Somewhere in your organization, an AI pilot is exceeding expectations. Somewhere else, a committee is drafting another deck about why it can’t scale yet. The gap between these two meetings is where thousands of AI initiatives go to die.
HR teams live in that gap. They’re brought in after technology decisions are made, budgets are allocated, and timelines are set. Their job? Get people ready for what’s already been decided. Train them on tools they didn’t help select, manage resistance to changes they can’t influence, and build capabilities on schedules they didn’t design.
That’s not the result of an AI transformation strategy, but rather, the flow of a technology deployment that’s going to see average adoption.

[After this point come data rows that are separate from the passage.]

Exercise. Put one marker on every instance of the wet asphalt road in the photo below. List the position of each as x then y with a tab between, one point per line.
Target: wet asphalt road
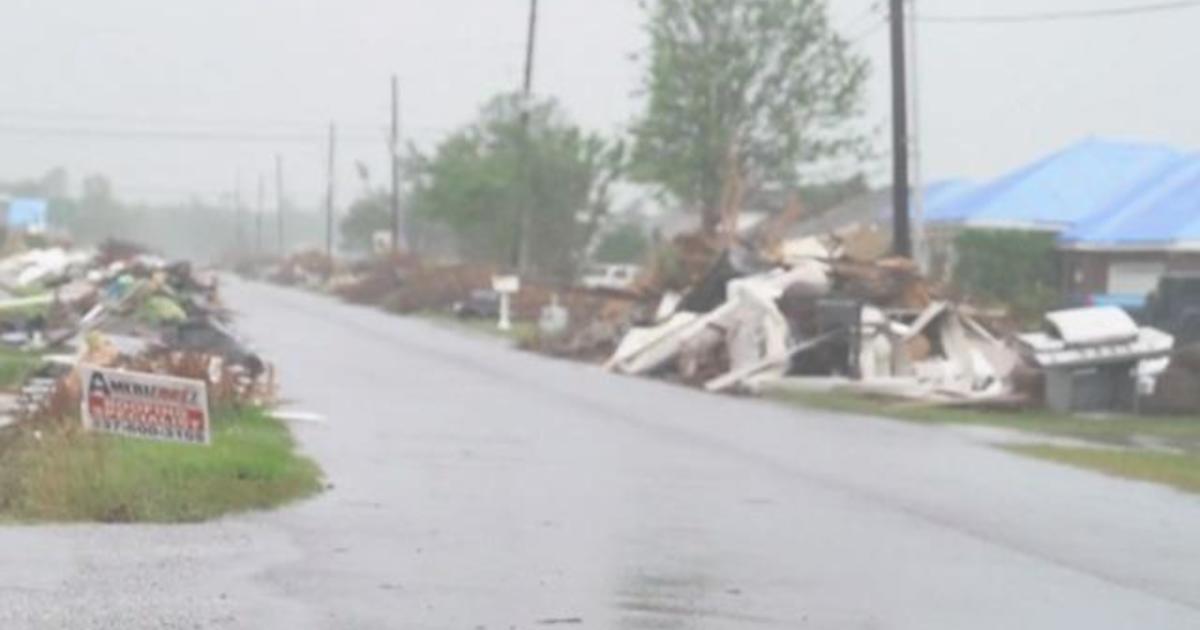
480	487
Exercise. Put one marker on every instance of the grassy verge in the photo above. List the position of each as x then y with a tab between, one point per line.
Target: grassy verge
521	330
67	474
1179	471
1158	449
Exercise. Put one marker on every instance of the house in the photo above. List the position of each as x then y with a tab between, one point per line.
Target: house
1117	255
1059	191
1057	195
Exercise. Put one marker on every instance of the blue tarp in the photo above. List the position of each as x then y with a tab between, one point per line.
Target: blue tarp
27	213
1162	211
1061	190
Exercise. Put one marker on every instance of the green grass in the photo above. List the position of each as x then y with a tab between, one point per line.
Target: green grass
1159	449
1179	471
71	475
16	366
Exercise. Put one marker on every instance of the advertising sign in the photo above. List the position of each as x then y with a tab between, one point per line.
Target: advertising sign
145	406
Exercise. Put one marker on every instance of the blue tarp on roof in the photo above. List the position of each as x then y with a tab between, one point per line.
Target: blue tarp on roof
27	213
1061	190
1162	211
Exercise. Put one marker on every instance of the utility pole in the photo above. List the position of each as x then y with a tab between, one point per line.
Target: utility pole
258	216
279	202
238	217
330	191
395	165
526	216
901	232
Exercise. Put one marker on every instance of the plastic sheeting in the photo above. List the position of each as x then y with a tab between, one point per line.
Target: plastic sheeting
1062	190
1162	213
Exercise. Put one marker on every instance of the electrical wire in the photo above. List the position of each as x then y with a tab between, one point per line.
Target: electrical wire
869	31
1063	16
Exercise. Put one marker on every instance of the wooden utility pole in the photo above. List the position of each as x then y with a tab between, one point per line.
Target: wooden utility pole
526	215
279	202
238	217
901	229
395	165
330	190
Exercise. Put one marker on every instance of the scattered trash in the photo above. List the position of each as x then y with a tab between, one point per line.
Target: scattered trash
1092	358
119	307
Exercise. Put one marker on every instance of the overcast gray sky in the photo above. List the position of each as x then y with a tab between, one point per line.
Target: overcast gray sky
175	97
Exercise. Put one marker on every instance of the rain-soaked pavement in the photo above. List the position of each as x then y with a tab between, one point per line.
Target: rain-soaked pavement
474	486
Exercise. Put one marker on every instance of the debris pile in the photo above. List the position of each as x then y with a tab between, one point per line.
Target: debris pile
1097	359
755	318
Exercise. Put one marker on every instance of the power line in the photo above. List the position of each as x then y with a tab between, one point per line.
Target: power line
1063	16
870	13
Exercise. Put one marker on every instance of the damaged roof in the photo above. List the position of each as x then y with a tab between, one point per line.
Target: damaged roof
1162	213
1061	190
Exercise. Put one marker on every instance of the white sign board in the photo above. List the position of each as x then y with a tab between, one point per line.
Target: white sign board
505	283
145	406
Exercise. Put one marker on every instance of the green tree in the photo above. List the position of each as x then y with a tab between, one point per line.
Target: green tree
481	178
627	243
366	216
748	93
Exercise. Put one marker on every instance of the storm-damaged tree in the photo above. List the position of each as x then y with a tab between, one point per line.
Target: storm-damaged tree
744	96
478	181
366	216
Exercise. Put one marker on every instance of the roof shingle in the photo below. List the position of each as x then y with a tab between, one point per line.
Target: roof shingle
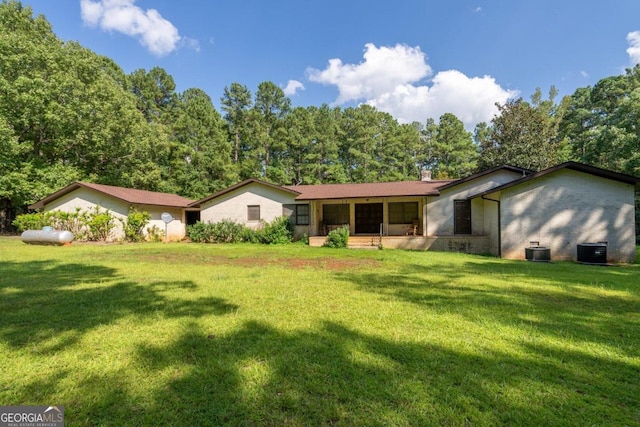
379	189
138	197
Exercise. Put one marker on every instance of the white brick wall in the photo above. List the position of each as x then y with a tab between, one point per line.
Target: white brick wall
234	204
566	208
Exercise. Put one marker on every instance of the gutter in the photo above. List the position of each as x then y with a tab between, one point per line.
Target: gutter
499	223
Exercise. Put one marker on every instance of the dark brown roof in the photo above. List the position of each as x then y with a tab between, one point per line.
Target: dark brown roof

The Problem is You’re Solving Backwards
Most AI initiatives frame HR’s role as change management. Communicate the vision. Train people on new tools. Address concerns. Manage resistance.
These tasks matter, but they come too late to prevent limbo.
The stall happens before any of that. There are fundamental questions you can’t skip. Things like: Do we actually have the organizational capacity for this change?
Capacity doesn’t mean training budgets or communication plans; it means the infrastructure that determines whether AI use can be sustainable, fair, and integrated into how work actually gets done.
According to a 2025 MIT Sloan Management Review report on the emerging agentic enterprise, organizational readiness gaps, not technical limitations, are the primary reason many AI initiatives fail to scale. A similar pattern appears in recent survey data examining what researchers describe as “AI limbo,” where employee expectations are accelerating faster than governance and enablement.
When HR enters after technology selection, they inherit what looks like an implementation problem but is actually a strategy failure.
The typical sequence creates impossible conditions. The CIO or COO identifies an AI opportunity. Vendors are evaluated and a platform is selected. Then HR gets pulled in to “prepare the workforce” for tools they had no input choosing, on timelines they can’t adjust.
Why Sequential Decision-Making Guarantees Limbo
The data on CHRO-CIO partnerships shows that strategic collaboration from the start delivers measurably higher productivity gains than sequential handoffs where technology gets chosen first and people strategy follows.
That gap between pilot and production is that the organization wasn’t designed for the change it’s attempting to make.
Consider what breaks down:
- Skills frameworks that don’t account for AI augmentation
- Performance systems that can’t evaluate work when humans and AI collaborate
- Career paths built on role definitions that AI is actively rewriting
- Managers who have no framework for coaching employees using tools that do parts of their job
None of these problems get solved by better change management. Rather, they require organizational redesign.
Breaking Out: Lead on Capacity First
HR teams escape limbo by reframing their role from implementation partner to capacity architect.
Answering the right questions comes first:
- Can managers in this organization evaluate and reward AI-assisted work fairly?
- Do we have skills visibility to know who can take on redefined roles?
- Will our decision-making structures work when more employees have powerful AI capabilities?
- Can we promote and develop people when their roles are fundamentally changing?
These aren’t requests for permission or tactics to achieve slow progress, but for the assessment that prevents the pilot-to-production stall.
When HR co-leads from the beginning, technology choices align with what the organization can actually absorb. The conversation shifts from “train people on tools” to “build infrastructure that makes AI use sustainable.”
Research consistently shows this works. A 2025 Boston Consulting Group study on the AI impact gap found that organizations realizing meaningful returns from AI allocate the majority of their investment to people and operating model changes rather than technology alone. BCG highlighted a 70-20-10 framework: 70% of effort directed toward people and organizational processes, 20% toward data and technology infrastructure, and 10% toward algorithms.
What Changes
In practice, this means HR stops being the department that explains AI strategy and becomes the function that determines whether the organization can execute it.
The question at project kickoff is different then. Instead of “which AI tools should we buy,” the conversation starts with “what organizational capabilities need to exist for AI to work here.” HR leads that assessment because they understand the infrastructure, the culture, the capability gaps that technology vendors never see.
This requires different positioning. When a CIO proposes an AI initiative, HR’s first response shouldn’t be “how do we get people ready for this?”
It should be “what changes to decision rights, skills development, performance management, and organizational structure does this require, and do we have time to make them?”
That shift breaks limbo. Managing change faster won’t fix the sequencing problem, but starting in the right place will. Successful AI implementation comes when you design for transformation upfront rather than trying to retrofit organizational capacity after tools are already purchased.